---
name: hypotheses
description: Manages the project's testable hypotheses — surfacing new ones, refining existing ones, updating status, reviewing the full set, and assessing hypothesis state based on evidence gathered so far. Use when the conversation touches assumptions, risks, what to validate, hypotheses, interview prep, assessing which hypotheses are confirmed or invalidated, reviewing overall hypothesis health, or when the user questions whether something about their idea is true.
---

# Hypotheses

Helps the user surface, refine, and manage testable assumptions about their idea. These hypotheses are the foundation for interview scripts, surveys, and validation experiments.

## Before you start

Read `startup/core.md` to load project context (name, seed description, and all fields under `## Core`).

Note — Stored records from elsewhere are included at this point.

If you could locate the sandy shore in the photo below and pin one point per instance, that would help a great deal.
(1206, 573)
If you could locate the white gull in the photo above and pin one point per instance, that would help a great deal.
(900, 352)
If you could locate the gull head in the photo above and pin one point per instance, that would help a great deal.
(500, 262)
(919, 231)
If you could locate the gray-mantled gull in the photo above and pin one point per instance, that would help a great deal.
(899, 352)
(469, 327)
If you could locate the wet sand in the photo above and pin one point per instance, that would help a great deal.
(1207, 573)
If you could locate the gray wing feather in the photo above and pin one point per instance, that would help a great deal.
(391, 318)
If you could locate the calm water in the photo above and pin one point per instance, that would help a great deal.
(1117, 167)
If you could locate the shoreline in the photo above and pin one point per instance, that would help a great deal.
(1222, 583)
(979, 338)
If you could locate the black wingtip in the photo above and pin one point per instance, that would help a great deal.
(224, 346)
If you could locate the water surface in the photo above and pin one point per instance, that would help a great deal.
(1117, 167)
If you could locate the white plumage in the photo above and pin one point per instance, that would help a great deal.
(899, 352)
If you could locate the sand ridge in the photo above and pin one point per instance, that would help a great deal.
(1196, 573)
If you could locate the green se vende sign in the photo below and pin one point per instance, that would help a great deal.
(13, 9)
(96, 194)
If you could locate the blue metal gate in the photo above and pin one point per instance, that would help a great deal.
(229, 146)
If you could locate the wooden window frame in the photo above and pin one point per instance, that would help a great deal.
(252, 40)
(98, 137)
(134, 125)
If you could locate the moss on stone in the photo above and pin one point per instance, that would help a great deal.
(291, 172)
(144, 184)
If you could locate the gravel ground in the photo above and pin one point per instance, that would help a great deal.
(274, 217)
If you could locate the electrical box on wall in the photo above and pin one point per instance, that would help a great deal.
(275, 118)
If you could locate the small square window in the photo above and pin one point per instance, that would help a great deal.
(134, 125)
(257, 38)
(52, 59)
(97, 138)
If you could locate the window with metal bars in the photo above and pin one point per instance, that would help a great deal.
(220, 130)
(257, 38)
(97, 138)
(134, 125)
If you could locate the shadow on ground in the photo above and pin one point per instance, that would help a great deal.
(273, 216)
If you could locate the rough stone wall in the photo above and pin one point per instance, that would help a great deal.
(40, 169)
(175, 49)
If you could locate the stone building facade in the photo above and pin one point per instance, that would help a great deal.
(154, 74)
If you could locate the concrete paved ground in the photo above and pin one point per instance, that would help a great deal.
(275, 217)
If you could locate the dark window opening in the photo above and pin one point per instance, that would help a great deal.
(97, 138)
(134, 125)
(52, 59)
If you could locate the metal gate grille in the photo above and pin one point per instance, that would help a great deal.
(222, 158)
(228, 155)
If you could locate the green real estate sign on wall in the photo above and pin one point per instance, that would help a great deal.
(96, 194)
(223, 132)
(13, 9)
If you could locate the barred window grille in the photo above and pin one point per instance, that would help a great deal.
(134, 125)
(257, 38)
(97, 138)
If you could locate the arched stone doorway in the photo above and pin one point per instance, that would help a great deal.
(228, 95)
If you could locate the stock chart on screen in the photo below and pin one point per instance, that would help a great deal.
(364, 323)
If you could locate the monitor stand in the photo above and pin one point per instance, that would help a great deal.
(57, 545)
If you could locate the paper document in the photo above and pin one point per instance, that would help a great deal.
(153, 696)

Check if `startup/hypotheses/` contains any `.md` files.

---

## When hypotheses already exist

Load and understand them for context. Infer intent from the conversation — don't mechanically ask "what do you want to do?" If the user is:

- **Talking about a specific assumption** — help them refine or update the matching hypothesis
- **Questioning new assumptions** — help shape new hypotheses following the conventions below
- **Reviewing the full set** — summarize what exists, grouped by tag type, with status
- **Updating status** — read the file, propose the status change, get confirmation, write it back
- **Archiving** — when a hypothesis is no longer relevant (e.g., after a pivot), set `status: archived` and add `archived_reason` to frontmatter with a one-line explanation. Archived hypotheses stay in place — they can be restored by flipping the status back
- **Wanting web research on a hypothesis** — dispatch the `web-researcher` agent (fast model) with a focused prompt: include the hypothesis statement, the problem space from `core.md`, and ask for community signals (Reddit, forums), existing workarounds, and willingness-to-pay evidence. Incorporate key findings into the hypothesis `## Notes` section. Save the full web-researcher output to `startup/research/{YYYY-MM-DD}-{hypothesis-slug}-research.md` with frontmatter `date`, `topic`, and `source_skill: hypotheses`

When adding or updating hypotheses, follow the file conventions:
- YAML frontmatter with `status` (`untested`, `confirmed`, `invalidated`, or `archived`)
- Optional `last_assessed` ISO date (`YYYY-MM-DD`) — set by assessments, not on creation
- H1 heading: the hypothesis as a testable statement
- Obsidian tag on the next line: `#problem`, `#solution`, `#willingness_to_pay`, `#urgency`, or `#other`
- Description: what the assumption is, why it matters, what changes if it's wrong
- Optional `## Notes` section
- Optional `## Next Action` section — the smallest observable next validation move. Advisory and generated by assessments (see below), not authored by hand. No required internal structure: a tight one-sentence directive is the norm. It is overwritten on each assessment, always reflecting the latest reasoning — not an append-only log.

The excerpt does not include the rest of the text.